Das Klimaziel bis 2040 soll grundsätzlich als Etappenziel auf dem Weg zur angestrebten Klimaneutralität der EU bis 2050 dienen. Bis zur nächsten Weltklimakonferenz COP30 im November 2025 in Brasilien müsse die EU ein verbindliches Ziel vorlegen – andernfalls drohe ein Verlust der Glaubwürdigkeit.
"Wir bleiben auf unserem Kurs der Dekarbonisierung. Wir sind ehrgeizig. Wir sind pragmatisch. Wir sind flexibel", so EU-Klimakommissar Wopke Hoekstra bei der Präsentation des neuen Klimaziels.
Für die neue Chefin der Grünen, Leonore Gewessler, geht es dabei um weit mehr als Prozentzahlen: "Es ist kein gutes Zeichen, dass die Kommission bei diesem Mindestziel jetzt auch noch Schlupflöcher vorschlägt." Ein glaubwürdiges Klimagesetz sei entscheidend, damit Europa bei der Klimakonferenz in Brasilien nicht seine "Vorreiterrolle" verliere.
Auch EU-Abgeordnete Lena Schilling, die das Klimaziel 2040 für die Grünen/EFA-Fraktion im Parlament verhandelt, hält das 90-Prozent-Ziel für das absolute Minimum. Auch sie kritisiert vor allem die geplante Möglichkeit, Emissionen außerhalb der EU zu kompensieren.
"Diese angeblichen CO2-Gutschriften sind keine Lösung, sie sind ein Etikettenschwindel mit Ansage. Wer Klimaschutz outsourct, outsourct auch Jobs, Innovation und unsere Zukunft." Die Klimakrise sei "keine abstrakte Zukunftsgefahr, wir können sie heute schon spüren".

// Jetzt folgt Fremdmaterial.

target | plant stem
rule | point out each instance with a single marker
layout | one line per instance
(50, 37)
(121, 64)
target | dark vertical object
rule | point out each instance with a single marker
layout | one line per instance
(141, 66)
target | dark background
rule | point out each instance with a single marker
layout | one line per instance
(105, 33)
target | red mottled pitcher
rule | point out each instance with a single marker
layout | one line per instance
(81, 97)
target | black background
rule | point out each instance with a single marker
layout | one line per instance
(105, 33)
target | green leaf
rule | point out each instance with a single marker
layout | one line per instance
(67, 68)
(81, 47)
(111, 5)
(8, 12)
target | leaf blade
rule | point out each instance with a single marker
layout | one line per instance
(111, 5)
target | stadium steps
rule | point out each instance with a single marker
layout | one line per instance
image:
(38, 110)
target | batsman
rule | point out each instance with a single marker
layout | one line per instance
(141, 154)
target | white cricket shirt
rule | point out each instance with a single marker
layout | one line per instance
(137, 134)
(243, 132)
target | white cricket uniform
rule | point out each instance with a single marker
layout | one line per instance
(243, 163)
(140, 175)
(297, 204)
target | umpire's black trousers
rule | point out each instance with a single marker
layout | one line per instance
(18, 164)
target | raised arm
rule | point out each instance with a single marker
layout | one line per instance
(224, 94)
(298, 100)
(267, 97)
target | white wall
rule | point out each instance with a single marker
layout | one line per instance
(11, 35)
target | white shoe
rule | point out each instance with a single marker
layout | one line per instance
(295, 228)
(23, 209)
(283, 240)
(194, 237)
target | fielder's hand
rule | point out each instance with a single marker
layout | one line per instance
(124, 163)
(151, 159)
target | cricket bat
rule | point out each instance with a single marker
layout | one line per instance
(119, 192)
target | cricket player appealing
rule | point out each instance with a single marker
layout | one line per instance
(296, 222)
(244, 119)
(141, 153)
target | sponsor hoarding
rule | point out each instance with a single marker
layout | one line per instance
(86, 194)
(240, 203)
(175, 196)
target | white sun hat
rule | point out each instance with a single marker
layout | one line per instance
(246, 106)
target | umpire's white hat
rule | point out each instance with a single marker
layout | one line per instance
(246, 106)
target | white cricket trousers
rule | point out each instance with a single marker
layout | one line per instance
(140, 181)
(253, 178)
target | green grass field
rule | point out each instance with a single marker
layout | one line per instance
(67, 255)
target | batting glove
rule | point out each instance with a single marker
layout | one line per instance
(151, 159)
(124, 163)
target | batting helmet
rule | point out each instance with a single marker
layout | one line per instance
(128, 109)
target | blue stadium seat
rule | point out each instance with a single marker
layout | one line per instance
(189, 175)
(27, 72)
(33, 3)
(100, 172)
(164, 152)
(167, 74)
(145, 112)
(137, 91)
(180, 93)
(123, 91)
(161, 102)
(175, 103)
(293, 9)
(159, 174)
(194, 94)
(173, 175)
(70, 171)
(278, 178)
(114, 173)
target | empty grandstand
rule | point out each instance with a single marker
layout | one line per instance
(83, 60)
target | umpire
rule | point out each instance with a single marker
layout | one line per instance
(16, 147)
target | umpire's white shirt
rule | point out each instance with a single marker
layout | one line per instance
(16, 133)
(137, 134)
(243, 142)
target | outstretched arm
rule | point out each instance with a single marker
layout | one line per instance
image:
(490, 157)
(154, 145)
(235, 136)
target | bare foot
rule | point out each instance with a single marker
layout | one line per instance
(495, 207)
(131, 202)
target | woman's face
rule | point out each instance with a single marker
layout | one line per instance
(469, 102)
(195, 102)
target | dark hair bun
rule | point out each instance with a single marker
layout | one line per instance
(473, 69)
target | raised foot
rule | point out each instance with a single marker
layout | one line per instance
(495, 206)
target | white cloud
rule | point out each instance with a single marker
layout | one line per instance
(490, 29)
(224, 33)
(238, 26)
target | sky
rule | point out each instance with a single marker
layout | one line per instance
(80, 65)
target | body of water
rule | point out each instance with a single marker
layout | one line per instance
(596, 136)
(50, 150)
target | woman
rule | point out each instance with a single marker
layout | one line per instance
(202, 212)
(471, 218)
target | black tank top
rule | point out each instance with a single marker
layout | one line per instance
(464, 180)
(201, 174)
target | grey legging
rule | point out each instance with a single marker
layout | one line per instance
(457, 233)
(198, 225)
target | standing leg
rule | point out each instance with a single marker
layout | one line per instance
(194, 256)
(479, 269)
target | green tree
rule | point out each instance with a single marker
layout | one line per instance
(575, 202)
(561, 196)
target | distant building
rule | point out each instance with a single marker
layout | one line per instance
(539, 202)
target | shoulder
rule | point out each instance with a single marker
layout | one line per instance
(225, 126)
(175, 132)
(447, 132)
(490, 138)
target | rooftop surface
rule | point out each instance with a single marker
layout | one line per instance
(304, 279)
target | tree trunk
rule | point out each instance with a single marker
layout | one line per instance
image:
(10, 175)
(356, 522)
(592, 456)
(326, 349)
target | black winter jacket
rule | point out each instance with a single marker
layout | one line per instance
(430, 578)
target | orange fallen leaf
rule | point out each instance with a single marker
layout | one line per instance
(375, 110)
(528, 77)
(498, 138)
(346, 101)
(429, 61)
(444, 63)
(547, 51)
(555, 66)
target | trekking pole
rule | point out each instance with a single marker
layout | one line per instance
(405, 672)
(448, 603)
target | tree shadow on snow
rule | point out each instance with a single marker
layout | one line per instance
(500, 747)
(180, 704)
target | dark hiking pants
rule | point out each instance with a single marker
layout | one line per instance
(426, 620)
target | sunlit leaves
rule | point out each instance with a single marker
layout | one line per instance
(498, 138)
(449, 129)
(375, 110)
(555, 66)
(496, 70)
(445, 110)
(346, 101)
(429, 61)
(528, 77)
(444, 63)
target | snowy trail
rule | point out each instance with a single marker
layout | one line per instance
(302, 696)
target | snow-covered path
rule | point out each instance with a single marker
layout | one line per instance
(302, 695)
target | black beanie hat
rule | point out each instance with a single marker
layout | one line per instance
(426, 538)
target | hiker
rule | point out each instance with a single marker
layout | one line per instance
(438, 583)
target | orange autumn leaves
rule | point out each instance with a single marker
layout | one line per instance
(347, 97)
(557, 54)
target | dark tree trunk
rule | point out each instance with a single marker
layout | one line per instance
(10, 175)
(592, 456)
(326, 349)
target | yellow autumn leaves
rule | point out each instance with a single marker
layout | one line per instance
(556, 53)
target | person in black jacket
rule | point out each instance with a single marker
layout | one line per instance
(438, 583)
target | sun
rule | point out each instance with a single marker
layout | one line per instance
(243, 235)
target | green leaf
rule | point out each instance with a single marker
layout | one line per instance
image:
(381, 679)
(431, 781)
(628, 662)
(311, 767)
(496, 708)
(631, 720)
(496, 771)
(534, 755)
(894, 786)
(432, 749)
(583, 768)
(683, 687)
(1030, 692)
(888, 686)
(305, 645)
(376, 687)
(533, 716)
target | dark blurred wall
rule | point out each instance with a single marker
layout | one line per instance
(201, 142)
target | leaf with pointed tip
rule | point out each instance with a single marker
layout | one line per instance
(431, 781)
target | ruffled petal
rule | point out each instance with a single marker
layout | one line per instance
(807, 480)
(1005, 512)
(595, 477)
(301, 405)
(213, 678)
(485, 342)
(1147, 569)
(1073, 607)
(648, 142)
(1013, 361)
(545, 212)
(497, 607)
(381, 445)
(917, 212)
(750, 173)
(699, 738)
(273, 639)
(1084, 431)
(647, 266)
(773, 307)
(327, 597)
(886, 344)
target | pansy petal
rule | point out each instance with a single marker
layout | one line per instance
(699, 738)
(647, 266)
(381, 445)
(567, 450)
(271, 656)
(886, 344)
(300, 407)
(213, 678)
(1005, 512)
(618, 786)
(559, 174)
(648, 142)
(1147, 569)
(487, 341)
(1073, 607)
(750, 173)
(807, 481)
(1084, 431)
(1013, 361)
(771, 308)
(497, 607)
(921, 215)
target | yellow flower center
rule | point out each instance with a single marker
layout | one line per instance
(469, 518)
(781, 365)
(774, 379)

Die Festlegung des EU-Klimaziels bis 2040 ist ein zentrales Puzzleteil im europäischen Green Deal. Es entscheidet nicht nur über die Richtung der Energie-, Industrie- und Agrarpolitik – sondern auch darüber, ob Europa das 1,5-Grad-Ziel noch erreichen kann.
Gewessler forderte die österreichische Bundesregierung erneut auf, sich bei den EU-Verhandlungen für ein ambitioniertes Klimagesetz einzusetzen. "Einige Mitgliedstaaten bremsen. Allen voran Frankreich, das nun zum Zünglein an der Waage wird. Ich erwarte mir, dass Österreich sich nicht einreiht bei den Blockierern", so die Grünen-Chefin.